TRAP Sequence in Monochorionic/Monoamniotic (MC/MA) Discordant Twins: Two Cases Treated with Fetoscopic Laser Surgery
Published in Fetal and Pediatric Pathology, 2018
Gabriele Tonni, Gianpaolo Grisolia, Paolo Zampriolo, Federico Prefumo, Anna Fichera, Paola Bonasoni, Mathilde Lefebvre, Suonavy Khung-Savatovsky, Fabien Guimiot, Jonathan Rosenblatt, Edward Araujo Júnior
A 29-year-old G1P1 was diagnosed at 11 + 2 weeks of gestation as MC/MA twin pregnancy with one normal twin (A, pump twin) with a CRL (crown-rump length) of 61 mm and a mass (B, acardiac) with a CRL of 30 mm without cardiac activity. Follow-up scan at 14 + 1 weeks confirmed a normal fetus with a CRL of 84 mm, normal heart and an acardiac mass of 44 mm CRL consistent with a reversed arterial perfusion (TRAP) sequence (Fig. 5). Ultrasound examination performed at 15 weeks showed entanglement of cords (Fig. 6). The mother was counseled about possible therapeutic interventions and opted to undergo laser-umbilical cord occlusion (L-UCO) that was planned at 17 + 5 weeks. Placenta was anterior. The result of the karyotype performed at the time of fetoscopy was 46,XX. Fetoscopic L-UCO was performed according to previous publised technique using a single-entry 2-mm fetoscope technique [6]. The estimated fetal weight (EFW) was 217 ± 27 g (34 centile) at the time of procedure.
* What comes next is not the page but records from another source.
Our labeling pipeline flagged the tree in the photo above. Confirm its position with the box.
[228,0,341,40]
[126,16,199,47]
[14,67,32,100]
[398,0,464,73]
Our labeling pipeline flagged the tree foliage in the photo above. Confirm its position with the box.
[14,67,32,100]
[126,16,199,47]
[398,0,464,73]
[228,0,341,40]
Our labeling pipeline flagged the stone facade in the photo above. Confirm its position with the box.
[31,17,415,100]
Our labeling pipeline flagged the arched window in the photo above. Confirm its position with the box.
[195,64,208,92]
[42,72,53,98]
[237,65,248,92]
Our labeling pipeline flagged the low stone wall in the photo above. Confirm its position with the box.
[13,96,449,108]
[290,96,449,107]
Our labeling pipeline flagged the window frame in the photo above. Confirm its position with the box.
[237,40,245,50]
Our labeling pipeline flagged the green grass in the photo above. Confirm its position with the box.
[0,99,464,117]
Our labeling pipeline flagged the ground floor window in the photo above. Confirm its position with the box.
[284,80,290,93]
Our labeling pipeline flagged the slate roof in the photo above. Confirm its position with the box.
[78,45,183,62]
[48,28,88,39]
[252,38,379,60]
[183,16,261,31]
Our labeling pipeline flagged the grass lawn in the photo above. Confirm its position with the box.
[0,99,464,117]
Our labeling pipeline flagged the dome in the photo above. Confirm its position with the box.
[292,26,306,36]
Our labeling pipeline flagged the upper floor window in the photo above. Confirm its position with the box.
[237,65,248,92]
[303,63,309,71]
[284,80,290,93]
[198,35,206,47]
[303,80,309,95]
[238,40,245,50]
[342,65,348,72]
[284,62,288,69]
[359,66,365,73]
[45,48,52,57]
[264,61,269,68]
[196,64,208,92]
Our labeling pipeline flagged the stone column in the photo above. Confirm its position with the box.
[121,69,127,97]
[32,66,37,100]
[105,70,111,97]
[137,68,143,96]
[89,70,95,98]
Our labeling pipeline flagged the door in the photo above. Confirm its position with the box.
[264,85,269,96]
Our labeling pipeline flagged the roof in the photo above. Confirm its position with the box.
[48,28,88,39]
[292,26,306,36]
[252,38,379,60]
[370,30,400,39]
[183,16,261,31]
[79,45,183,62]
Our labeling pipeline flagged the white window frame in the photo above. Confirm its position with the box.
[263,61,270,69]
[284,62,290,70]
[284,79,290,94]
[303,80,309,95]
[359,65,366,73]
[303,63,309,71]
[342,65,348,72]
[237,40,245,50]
Both umbilical cords were entangled from the placental insertions to a very short distance (around one centimeter) before entering the acardiac mass. The umbilical cord of the acardiac mass was photocoagulated near its abdominal insertion resulting in the absence of Doppler flow visible towards the mass. The follow-up scan performed the following day showed an absent Doppler flow in the acardiac mass and a normal cardiac activity within the normal twin. At 21 + 2 weeks, the mother presented with vaginal bleeding associated with uterine contractions requiring hospitalization and tocolysis. Premature rupture of the membranes occured at 21 + 5 weeks with anhydramnios and maternal C reactive protein level was 70 mg/L. IUFD was diagnosed at 21 + 6 weeks. Evacuation of the products of conception was achieved by oral administration of Mifegyne™.